Perception and beliefs about mental illness among adults in Karfi village, northern Nigeria
1 Department of Community Medicine, Aminu Kano Teaching Hospital, Kano, Nigeria & Department of Community Medicine & Primary Care, Bayero University, Kano, Nigeria
2 Department of Epidemiology, School of Public Health, University of Alabama at Birmingham, USA
BMC International Health and Human Rights 2004, 4:3 doi:10.1186/1472-698X-4-3Published: 20 August 2004
This study was designed to examine the knowledge, attitude and beliefs about causes, manifestations and treatment of mental illness among adults in a rural community in northern Nigeria.
A cross sectional study design was used. A pre-tested, semi-structured questionnaire was administered to 250 adults residing in Karfi village, northern Nigeria.

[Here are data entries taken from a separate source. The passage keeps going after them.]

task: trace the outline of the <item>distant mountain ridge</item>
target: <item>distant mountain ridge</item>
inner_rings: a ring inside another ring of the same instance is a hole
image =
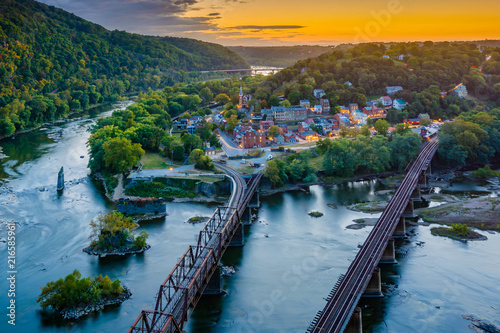
[[[186,72],[234,68],[249,65],[222,45],[109,31],[33,0],[0,0],[0,136],[197,75]]]

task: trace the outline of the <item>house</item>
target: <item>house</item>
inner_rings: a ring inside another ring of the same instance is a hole
[[[302,133],[302,132],[307,132],[307,131],[309,131],[309,124],[305,123],[303,121],[299,122],[298,132]]]
[[[453,94],[458,95],[458,97],[460,97],[460,98],[465,98],[468,95],[468,93],[467,93],[467,87],[465,87],[463,85],[463,83],[460,83],[458,86],[456,86],[455,88],[453,88],[451,90],[451,92]]]
[[[263,132],[257,132],[254,129],[246,130],[241,134],[242,148],[254,148],[266,146],[266,135]]]
[[[354,125],[364,125],[366,124],[368,116],[359,110],[355,110],[351,113],[351,118]]]
[[[320,104],[316,104],[313,107],[312,112],[314,112],[314,113],[323,113],[323,107]]]
[[[408,125],[418,125],[418,124],[420,124],[420,119],[418,119],[418,118],[409,118],[409,119],[405,119],[404,123],[408,124]]]
[[[298,134],[303,140],[316,141],[318,140],[318,133],[314,131],[307,131]]]
[[[305,109],[309,109],[311,108],[311,102],[309,102],[308,99],[301,99],[300,102],[299,102],[300,106],[305,108]]]
[[[349,104],[349,114],[352,114],[353,112],[356,112],[356,110],[359,110],[358,103],[351,103],[351,104]]]
[[[323,108],[323,113],[329,113],[331,106],[330,106],[330,100],[328,98],[321,98],[319,100],[319,104]]]
[[[205,148],[205,155],[214,156],[215,154],[217,154],[217,150],[215,149],[215,147],[206,147]]]
[[[293,134],[292,132],[288,132],[284,135],[285,137],[285,142],[287,143],[296,143],[297,142],[297,138],[295,137],[295,134]]]
[[[406,107],[406,102],[404,99],[398,98],[394,100],[392,107],[398,110],[403,110]]]
[[[350,127],[351,126],[351,122],[349,121],[349,118],[347,118],[343,114],[337,113],[333,117],[335,118],[335,120],[337,120],[339,127],[341,127],[341,126]]]
[[[383,108],[378,108],[377,106],[367,106],[363,108],[363,113],[368,116],[368,118],[385,118],[386,113]]]
[[[274,117],[275,121],[294,121],[307,118],[307,109],[300,106],[285,108],[284,106],[272,106],[270,109],[263,109],[262,115],[267,114],[267,118]]]
[[[271,128],[271,126],[274,126],[274,121],[272,121],[272,120],[259,121],[259,128],[261,131],[267,131],[268,129]]]
[[[396,92],[398,92],[400,90],[403,90],[403,87],[401,87],[401,86],[385,87],[385,91],[387,92],[387,95],[395,94]]]
[[[203,119],[203,117],[200,117],[200,116],[192,116],[189,119],[189,124],[190,125],[197,125],[202,119]]]
[[[422,119],[427,119],[428,121],[431,121],[431,117],[429,116],[429,114],[427,113],[421,113],[418,115],[418,119],[419,120],[422,120]]]
[[[382,96],[379,98],[379,101],[382,102],[382,105],[386,109],[389,109],[392,107],[392,99],[389,96]]]
[[[277,145],[282,145],[285,143],[285,137],[282,135],[282,134],[277,134],[274,139],[273,139],[274,143],[276,143]]]
[[[320,99],[321,97],[325,96],[325,91],[323,89],[314,89],[313,95],[317,99]]]
[[[288,126],[286,124],[279,124],[278,127],[281,129],[282,134],[288,133]]]

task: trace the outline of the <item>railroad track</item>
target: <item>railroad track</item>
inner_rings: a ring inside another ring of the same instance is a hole
[[[347,273],[336,286],[325,308],[316,317],[308,332],[342,332],[363,291],[366,289],[374,269],[404,212],[411,193],[415,189],[421,172],[426,170],[432,159],[438,141],[426,142],[418,158],[408,170],[403,182],[389,201],[386,209],[349,266]]]
[[[129,333],[182,332],[185,322],[194,310],[210,278],[216,271],[238,224],[240,212],[250,202],[262,174],[249,182],[249,186],[235,170],[217,164],[233,182],[228,207],[218,208],[198,236],[196,246],[189,246],[176,266],[161,284],[155,310],[143,310]]]

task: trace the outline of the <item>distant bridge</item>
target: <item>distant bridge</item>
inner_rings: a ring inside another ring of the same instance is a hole
[[[405,235],[405,214],[413,214],[413,200],[420,197],[419,180],[426,182],[426,171],[437,150],[438,140],[426,141],[420,154],[389,201],[370,235],[333,288],[325,308],[318,312],[308,332],[362,332],[361,296],[381,297],[379,263],[395,263],[393,237]]]
[[[245,211],[250,214],[247,208],[262,174],[253,175],[246,183],[233,169],[220,164],[217,166],[232,178],[232,195],[228,207],[217,208],[200,231],[197,245],[189,246],[161,284],[155,309],[143,310],[128,330],[129,333],[183,332],[201,296],[222,292],[219,261],[228,246],[242,246],[244,243],[240,214]]]
[[[217,73],[217,72],[223,72],[223,73],[245,73],[245,72],[250,72],[251,74],[257,74],[259,72],[271,72],[271,73],[277,73],[283,68],[278,68],[278,67],[252,67],[252,68],[240,68],[240,69],[215,69],[215,70],[210,70],[210,71],[200,71],[202,74],[208,74],[208,73]]]

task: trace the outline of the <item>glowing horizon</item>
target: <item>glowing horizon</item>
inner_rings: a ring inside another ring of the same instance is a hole
[[[500,1],[43,0],[108,29],[222,45],[500,39]],[[305,8],[303,8],[305,7]]]

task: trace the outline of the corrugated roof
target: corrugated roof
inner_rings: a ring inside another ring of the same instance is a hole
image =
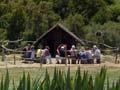
[[[46,36],[48,33],[50,33],[52,30],[54,30],[54,28],[56,27],[60,27],[62,30],[64,30],[66,33],[68,33],[69,35],[71,35],[74,39],[76,39],[79,43],[81,43],[82,45],[85,45],[85,43],[80,39],[78,38],[75,34],[73,34],[72,32],[70,32],[66,27],[64,27],[63,25],[61,24],[56,24],[54,25],[52,28],[50,28],[47,32],[45,32],[43,35],[41,35],[34,43],[34,45],[36,43],[38,43],[44,36]]]

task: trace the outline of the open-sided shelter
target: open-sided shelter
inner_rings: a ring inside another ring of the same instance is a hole
[[[66,44],[67,49],[70,49],[72,45],[80,43],[84,45],[84,42],[78,38],[75,34],[70,32],[61,24],[56,24],[40,36],[34,43],[35,46],[41,45],[43,48],[45,46],[50,47],[50,53],[52,56],[55,56],[56,49],[60,44]]]

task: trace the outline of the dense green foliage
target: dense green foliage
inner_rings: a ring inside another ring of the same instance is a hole
[[[78,37],[120,45],[120,0],[0,0],[0,39],[36,40],[56,23]]]
[[[23,72],[18,85],[13,80],[12,86],[10,86],[11,80],[7,70],[5,78],[1,78],[0,90],[120,90],[120,80],[111,85],[109,79],[106,79],[105,67],[101,68],[100,73],[96,74],[95,78],[86,71],[82,74],[80,68],[76,70],[74,76],[70,74],[70,68],[68,68],[67,73],[55,68],[52,78],[46,70],[44,79],[41,79],[40,76],[33,79],[29,73],[26,75]],[[106,85],[105,82],[107,82]]]

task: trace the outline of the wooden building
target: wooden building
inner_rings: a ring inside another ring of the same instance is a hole
[[[67,28],[61,24],[56,24],[40,36],[34,45],[37,47],[41,45],[43,48],[46,45],[49,46],[51,55],[55,56],[56,49],[60,44],[66,44],[67,49],[70,49],[72,45],[76,45],[77,43],[84,45],[84,42]]]

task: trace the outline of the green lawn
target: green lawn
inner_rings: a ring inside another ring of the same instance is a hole
[[[66,72],[68,69],[68,66],[56,67],[56,68],[61,69],[63,72]],[[86,70],[89,72],[89,74],[92,74],[94,76],[97,72],[100,71],[100,68],[101,68],[100,66],[85,65],[85,66],[81,66],[81,72],[83,73],[83,71]],[[9,74],[10,74],[11,83],[14,78],[15,84],[17,85],[18,81],[22,77],[23,71],[25,71],[26,74],[30,73],[32,78],[41,77],[41,79],[43,79],[46,69],[48,70],[48,72],[52,78],[53,72],[54,72],[54,67],[9,68],[8,70],[9,70]],[[71,69],[71,75],[75,75],[75,71],[77,70],[77,67],[71,66],[70,69]],[[5,76],[5,73],[6,73],[6,69],[0,69],[0,78],[2,77],[2,75]],[[119,78],[119,76],[120,76],[120,68],[107,67],[107,77],[109,77],[111,84],[113,81],[117,80]]]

The most common symptoms proffered by respondents as manifestations of mental illness included aggression/destructiveness (22.0%), loquaciousness (21.2%), eccentric behavior (16.1%) and wandering (13.3%). Drug misuse including alcohol, cannabis, and other street drugs was identified in 34.3% of the responses as a major cause of mental illness, followed by divine wrath/ God's will (19%), and magic/spirit possession (18.0%). About 46% of respondents preferred orthodox medical care for the mentally sick while 34% were more inclined to spiritual healing. Almost half of the respondents harbored negative feelings towards the mentally ill. Literate respondents were seven times more likely to exhibit positive feelings towards the mentally ill as compared to non-literate subjects (OR = 7.6, 95% confidence interval = 3.8–15.1).
Our study demonstrates the need for community educational programs in Nigeria aimed at demystifying mental illness. A better understanding of mental disorders among the public would allay fear and mistrust about mentally ill persons in the community as well as lessen stigmatization towards such persons.